JACKSON, Wyo. (AP) -- Wyoming residents are divided about the reintroduction of wolves to the state but strongly support wolf hunting, a poll shows.

About 49 percent of residents agree with the reintroduction of wolves, while 47 percent think it was a bad idea, the survey found. Wolves were hunted to near extinction in the United States before being reintroduced in the 1990s in Yellowstone National Park and their numbers were revived.

Yet four of five respondents, about 82 percent, agreed with allowing for hunting of wolves in the state, while 14 percent disagreed, according to the survey conducted by the University of Wyoming Survey Research Center for the UW Political Sciences Department.

The survey of 668 Wyoming residents was done in October just before conservation groups sued to force the U.S. Fish and Wildlife Service to re-establish federal protection for wolves in Wyoming. If the lawsuit is successful, it would take wolf management out of state hands and nullify Fish and Wildlife Service's delisting rule.

The poll, which has a margin of error of plus or minus 4 percentage points, found that 54 percent of respondents thought the effects of reintroduction of wolves was mostly negative, and just 35 percent thought it was mostly positive.

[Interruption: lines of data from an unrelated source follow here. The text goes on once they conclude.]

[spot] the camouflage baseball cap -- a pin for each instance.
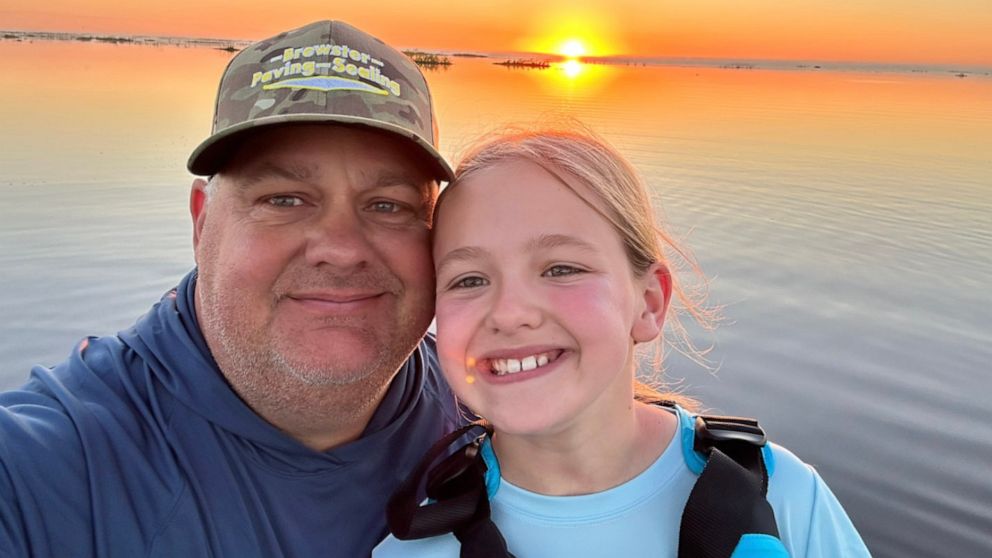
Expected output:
(326, 71)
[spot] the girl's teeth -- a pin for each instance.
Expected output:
(511, 365)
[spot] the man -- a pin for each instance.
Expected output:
(270, 404)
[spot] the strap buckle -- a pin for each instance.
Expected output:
(718, 431)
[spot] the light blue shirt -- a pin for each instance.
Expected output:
(642, 516)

Jim King, a UW political science professor and the survey's co-director, said residents of areas where livestock production is a major part of the economy generally are less favorable to wolves.

While noting that county-specific data from the wolf survey is statistically unreliable, King said counties in the eastern plains of Wyoming had the lowest approval of wolves.

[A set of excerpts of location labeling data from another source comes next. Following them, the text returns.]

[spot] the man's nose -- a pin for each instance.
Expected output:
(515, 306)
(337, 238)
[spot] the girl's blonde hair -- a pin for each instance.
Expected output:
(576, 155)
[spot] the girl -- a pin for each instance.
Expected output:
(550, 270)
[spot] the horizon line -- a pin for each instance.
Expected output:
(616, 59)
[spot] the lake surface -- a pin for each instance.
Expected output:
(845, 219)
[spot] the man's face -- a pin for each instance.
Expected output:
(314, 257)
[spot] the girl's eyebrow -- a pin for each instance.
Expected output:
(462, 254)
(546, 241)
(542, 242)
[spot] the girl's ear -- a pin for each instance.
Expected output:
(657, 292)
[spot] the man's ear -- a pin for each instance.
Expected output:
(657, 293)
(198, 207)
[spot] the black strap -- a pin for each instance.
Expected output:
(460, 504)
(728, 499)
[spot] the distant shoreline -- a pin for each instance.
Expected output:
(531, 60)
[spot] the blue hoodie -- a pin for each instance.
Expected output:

"In counties along the Colorado border there was much more support for wolf reintroduction," he tells the Jackson Hole News & Guide http://bit.ly/XC9fbp ). "In Teton, Park, Fremont counties there was a lot of support."

Teton and Park counties border Yellowstone.

Nearly half of the respondents, 49 percent, said the federal government should be responsible for paying for financial losses resulting from wolf attacks on livestock. Twenty-seven percent believe conservation groups should pay the costs, and 14 percent believe ranchers should pay, according to the poll.